Et n’oublions pas le rôle – présumé – joué par Dieu dans cette équation.

Ne riez pas ! Au sein de la droite chrétienne, certains parlaient déjà de Donald Trump, avant la tentative d’assassinat, comme d’un « élu ».

Et voici que le candidat républicain lui-même affirme que « seul Dieu a empêché l’impensable ».

L’élu de Dieu : cette thèse va forcément faire davantage d’adeptes.

Un autre changement fondamental, c’est que Donald Trump sera désormais beaucoup plus difficile à critiquer. Temporairement, du moins.

Plusieurs républicains ont déjà commencé à soutenir que les démocrates sont les grands responsables de cette tentative d’assassinat.
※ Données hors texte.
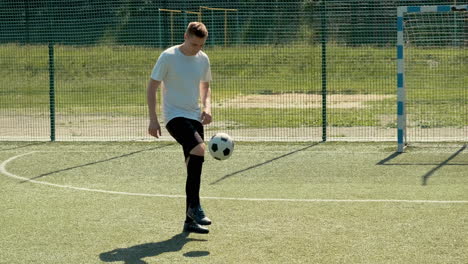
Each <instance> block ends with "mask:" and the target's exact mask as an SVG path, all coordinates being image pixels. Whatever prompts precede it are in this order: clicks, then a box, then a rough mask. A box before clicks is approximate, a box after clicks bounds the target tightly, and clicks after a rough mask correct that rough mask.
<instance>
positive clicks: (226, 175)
mask: <svg viewBox="0 0 468 264" xmlns="http://www.w3.org/2000/svg"><path fill="white" fill-rule="evenodd" d="M320 143H321V142H317V143H314V144H312V145H309V146H306V147H304V148H301V149H297V150H294V151H291V152H289V153H286V154H284V155H281V156H278V157H275V158H273V159H270V160H267V161H265V162H262V163H259V164H255V165H252V166H250V167H247V168H245V169H242V170H238V171H235V172H232V173H229V174H227V175H224V176H223V177H221V178H220V179H218V180H216V181H214V182H212V183H210V185H214V184H217V183H220V182H221V181H224V180H226V179H227V178H230V177H232V176H234V175H237V174H239V173H242V172H246V171H249V170H252V169H255V168H258V167H261V166H264V165H267V164H270V163H272V162H273V161H277V160H279V159H282V158H285V157H287V156H291V155H293V154H296V153H298V152H301V151H304V150H306V149H309V148H311V147H314V146H317V145H318V144H320Z"/></svg>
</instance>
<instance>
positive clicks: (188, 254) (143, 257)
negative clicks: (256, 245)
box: [99, 232, 210, 264]
mask: <svg viewBox="0 0 468 264" xmlns="http://www.w3.org/2000/svg"><path fill="white" fill-rule="evenodd" d="M188 235H189V233H185V232H184V233H180V234H177V235H175V236H173V237H171V238H170V239H168V240H164V241H161V242H154V243H145V244H141V245H136V246H133V247H129V248H117V249H114V250H112V251H108V252H104V253H101V254H100V255H99V258H100V259H101V261H104V262H120V261H123V262H124V264H146V263H147V262H146V261H144V260H143V259H144V258H147V257H156V256H159V255H161V254H163V253H168V252H177V251H180V250H182V248H183V247H184V246H185V244H187V243H188V242H191V241H201V242H203V241H207V240H205V239H195V238H189V237H188ZM209 254H210V252H208V251H192V252H188V253H186V254H184V256H185V257H203V256H208V255H209Z"/></svg>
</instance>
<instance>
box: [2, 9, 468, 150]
mask: <svg viewBox="0 0 468 264" xmlns="http://www.w3.org/2000/svg"><path fill="white" fill-rule="evenodd" d="M467 3H468V2H467V1H456V2H455V1H417V0H407V1H396V0H395V1H375V0H372V1H371V0H369V1H365V0H360V1H352V0H337V1H314V0H303V1H298V0H291V1H287V0H282V1H257V0H249V1H240V0H236V1H202V0H198V1H194V0H192V1H182V0H177V1H162V0H161V1H156V0H154V1H151V0H150V1H143V0H141V1H124V0H116V1H107V0H101V1H89V0H71V1H61V0H47V1H32V0H29V1H28V0H24V1H16V0H4V1H2V2H1V3H0V78H1V80H0V96H1V97H0V140H50V139H51V138H52V139H54V140H147V139H150V137H149V136H148V135H147V125H148V117H147V107H146V98H145V96H146V91H145V90H146V85H147V82H148V80H149V75H150V72H151V70H152V67H153V65H154V63H155V62H156V59H157V58H158V56H159V54H160V53H161V52H162V51H163V50H164V49H165V48H167V47H170V46H172V45H177V44H180V43H182V42H183V33H184V30H185V28H186V26H187V23H188V22H190V21H195V20H198V21H202V22H203V23H205V24H206V26H207V28H208V30H209V38H208V41H207V44H206V47H205V52H206V53H207V54H208V56H209V57H210V61H211V67H212V73H213V82H212V83H211V87H212V112H213V117H214V122H213V123H212V124H210V125H209V126H207V127H206V130H207V134H212V133H214V132H217V131H223V132H227V133H229V134H231V135H232V136H234V138H236V139H238V140H239V139H244V140H285V141H298V140H311V141H312V140H314V141H316V140H362V141H376V140H389V141H390V140H391V141H396V133H397V129H396V122H397V106H396V87H397V79H396V46H395V45H396V35H397V30H396V18H397V14H396V7H397V6H405V5H451V4H467ZM457 17H458V18H457V19H455V20H450V19H445V18H444V19H445V20H444V21H443V23H446V24H450V25H451V28H452V30H455V31H456V32H457V33H456V34H458V35H457V36H458V37H457V41H456V42H453V41H445V42H438V44H437V45H431V46H430V47H428V46H427V45H419V44H418V41H419V43H425V42H424V41H425V39H426V38H427V37H430V36H426V35H427V34H426V35H425V33H424V32H426V31H427V30H419V31H418V29H417V28H415V27H413V28H411V30H412V31H411V32H408V34H409V35H408V36H409V39H411V44H412V45H413V48H414V47H415V45H416V49H420V51H426V52H427V56H428V58H429V57H431V56H435V55H434V54H441V53H442V54H443V56H438V57H437V56H436V57H437V58H438V59H437V61H436V62H434V63H435V64H430V65H428V67H429V68H430V67H439V68H441V69H442V68H444V69H445V70H449V71H450V72H452V73H453V72H455V71H456V72H457V75H456V76H458V78H459V77H460V76H462V77H461V79H460V78H459V80H461V81H459V82H458V83H459V84H460V85H457V87H454V88H453V89H450V90H445V89H444V81H443V79H442V80H438V81H437V82H435V81H434V78H427V75H425V74H424V71H425V70H424V69H422V68H421V73H422V74H418V75H414V76H415V79H413V82H415V83H419V84H424V83H427V82H431V83H432V84H431V89H432V90H431V89H429V90H427V91H426V92H427V93H432V92H431V91H437V93H438V92H441V91H446V92H450V93H454V94H455V95H456V96H455V98H456V101H457V102H461V103H458V104H457V105H458V107H457V109H456V110H453V111H451V115H453V116H454V119H453V120H454V122H455V123H454V122H432V123H428V122H422V123H420V126H419V128H421V129H424V131H435V130H437V131H439V132H438V133H439V134H440V135H443V136H444V137H443V138H444V139H450V138H451V137H452V135H455V136H456V137H457V139H460V135H462V138H463V136H464V138H465V140H467V138H468V119H467V118H468V117H467V116H468V115H467V108H468V106H467V103H466V102H467V101H468V87H467V79H466V76H468V72H467V71H468V70H467V69H468V67H467V62H468V59H467V58H468V55H467V52H466V48H467V45H468V43H467V32H468V30H467V28H468V26H467V24H468V22H467V15H466V12H460V13H458V14H457ZM454 21H455V22H456V25H452V24H451V23H452V22H453V23H455V22H454ZM413 22H414V21H413ZM413 22H412V23H413ZM414 23H416V22H414ZM414 23H413V24H414ZM424 23H425V25H427V24H428V23H429V22H424ZM436 23H438V22H436ZM434 30H444V27H443V25H442V27H441V25H439V26H436V27H435V29H434ZM414 39H416V40H414ZM449 48H450V49H452V48H456V49H457V52H445V51H446V50H448V49H449ZM444 52H445V53H444ZM428 60H431V58H429V59H428ZM454 61H456V62H457V63H456V64H454V63H453V62H454ZM450 67H452V68H453V69H452V70H450V69H451V68H450ZM429 68H428V69H429ZM439 76H440V75H439ZM442 77H443V76H442ZM436 86H437V87H436ZM421 89H423V87H421ZM418 91H421V90H418ZM449 97H450V96H449ZM429 98H434V96H429ZM450 98H453V96H452V97H450ZM451 103H453V102H451V101H444V102H442V103H441V104H440V105H436V104H433V105H432V107H431V110H432V111H434V112H436V113H437V112H441V113H443V112H444V111H445V109H446V108H444V105H445V104H451ZM159 105H160V104H159ZM435 115H436V116H437V114H435ZM440 117H441V118H446V115H440ZM429 134H430V132H429ZM163 136H166V137H167V138H169V137H168V133H164V132H163ZM417 140H424V134H422V136H421V137H420V138H415V141H417ZM432 140H437V137H435V138H433V139H432Z"/></svg>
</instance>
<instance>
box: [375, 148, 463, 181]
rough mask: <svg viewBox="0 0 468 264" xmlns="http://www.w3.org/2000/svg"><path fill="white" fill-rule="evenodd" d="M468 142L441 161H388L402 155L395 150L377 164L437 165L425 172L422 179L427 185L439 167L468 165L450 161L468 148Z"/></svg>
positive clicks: (401, 153) (401, 164)
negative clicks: (402, 162)
mask: <svg viewBox="0 0 468 264" xmlns="http://www.w3.org/2000/svg"><path fill="white" fill-rule="evenodd" d="M467 146H468V145H467V144H464V145H463V146H462V147H461V148H460V149H459V150H457V151H456V152H455V153H453V154H452V155H450V157H448V158H447V159H446V160H444V161H442V162H441V163H437V164H435V163H401V162H398V163H388V162H390V161H391V160H393V159H395V158H396V157H398V156H400V155H401V154H402V153H399V152H395V153H392V154H391V155H390V156H388V157H387V158H385V159H383V160H381V161H379V162H377V165H385V166H405V165H411V166H415V165H418V166H425V165H435V166H436V167H434V168H432V169H431V170H430V171H428V172H427V173H425V174H424V175H423V176H422V177H421V180H422V185H423V186H425V185H427V182H428V181H429V178H430V177H431V176H432V175H434V173H435V172H436V171H438V170H439V169H441V168H442V167H444V166H450V165H452V166H453V165H454V166H468V163H455V164H453V163H449V162H450V161H451V160H453V159H454V158H455V157H457V156H458V155H459V154H460V153H462V152H463V151H464V150H465V149H466V148H467Z"/></svg>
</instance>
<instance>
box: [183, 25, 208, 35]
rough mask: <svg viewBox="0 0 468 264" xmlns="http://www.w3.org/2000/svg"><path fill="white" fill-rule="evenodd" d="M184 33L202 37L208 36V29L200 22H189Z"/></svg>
mask: <svg viewBox="0 0 468 264" xmlns="http://www.w3.org/2000/svg"><path fill="white" fill-rule="evenodd" d="M185 33H186V34H187V35H189V36H197V37H199V38H204V37H206V36H208V30H207V29H206V27H205V25H204V24H203V23H202V22H190V23H189V25H188V26H187V30H186V31H185Z"/></svg>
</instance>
Qu’en ayant dépeint le candidat républicain comme un danger pour la démocratie américaine, c’est lui qu’on a mis en danger.

Donald Trump et ses alliés seront tentés de continuer à utiliser cette formule gagnante au cours des prochaines semaines.

Et paradoxalement, ils ne se gêneront probablement pas, eux, pour soutenir que Joe Biden est un danger pour la démocratie américaine.

Voyons voir à quoi vont ressembler les discours prononcés cette semaine à la convention de leur parti, qui se déroule à Milwaukee, au Wisconsin. Une chose est sûre, ils ne donneront pas dans la dentelle.

Pour leur part, au cours des prochains jours, les démocrates vont généralement se contenter de dénoncer la tentative d’assassinat. « Tout le monde doit condamner » ce qui s’est passé, comme l’a dit, avec raison, Joe Biden.

Puis, à moins de quatre mois de la présidentielle, viendra un moment où la joute politique va reprendre ses droits ; une campagne électorale est une lutte féroce, on ne s’en sort pas.

Il y aura pourtant quelque chose de différent pour les démocrates. Le contexte ayant changé, quiconque voudra critiquer le candidat républicain au cours des prochaines semaines va marcher sur des œufs.

Il n’est évidemment pas facile de se battre contre un adversaire quand il faut mettre des gants blancs.

Avant même ce drame, l’univers politique américain avait déjà été chamboulé.

Le débat présidentiel du 27 juin à Atlanta a été un moment charnière de cette course à la Maison-Blanche. Depuis, et ce, jusqu’au drame de samedi, les dérapages de Joe Biden, ses faux pas, ses lapsus, ses hésitations et, de façon plus générale, ses malheurs éclipsaient tout le reste.

Et Donald Trump en profitait.

Chacune des sorties publiques de Joe Biden au cours des deux dernières semaines a été scrutée à la loupe. Décortiquée. Analysée. Et, systématiquement, critiquée.

Ce qui a changé, aussi, c’est qu’il y a désormais une différence marquée entre la façon dont les démocrates s’entredéchirent au sujet du choix de leur candidat et la cohésion manifestée par les républicains.

Quiconque ose sortir du rang au sein du parti de Donald Trump est carrément excommunié, me direz-vous. C’est vrai, mais en politique, peu importe la manière, c’est le résultat qui compte. Les républicains sont unis et les démocrates ne le sont pas.

On a donc constaté au cours des deux dernières semaines qu’il y avait un déséquilibre, dans la couverture médiatique, entre le grattage des bobos de Joe Biden et celui des bobos de Donald Trump.

Ça ne va probablement pas s’améliorer à court terme.

Donald Trump va se retrouver sous les projecteurs toute la semaine lors de la convention républicaine. Et si on ne va pas y être tendre envers les démocrates, il faut s’attendre à ce qu’on y traite le candidat républicain en superstar.

On va faire l’éloge de Donald Trump, le miraculé, du début à la fin de l’évènement. Un peu comme s’il était la huitième merveille du monde.

Même la plus coriace des rivales du candidat républicain lors de la course au leadership du parti, Nikki Haley, sera sur scène.

Elle n’avait jusqu’ici pas été invitée à la convention. Elle n’était plus dans les bonnes grâces de Donald Trump. Mais dans la foulée de l’attentat, elle chantera elle aussi les louanges du candidat à Milwaukee.

Le candidat républicain devrait donc terminer la semaine encore plus fort et plus redoutable que jamais.

Le contraste entre Donald Trump et Joe Biden est plus vif aujourd’hui qu’hier. Et sûrement moins que demain…

Un scénario cauchemardesque pour les démocrates, qui n’aura peut-être, au bout du compte, qu’une seule issue viable : que leur candidat accroche ses patins.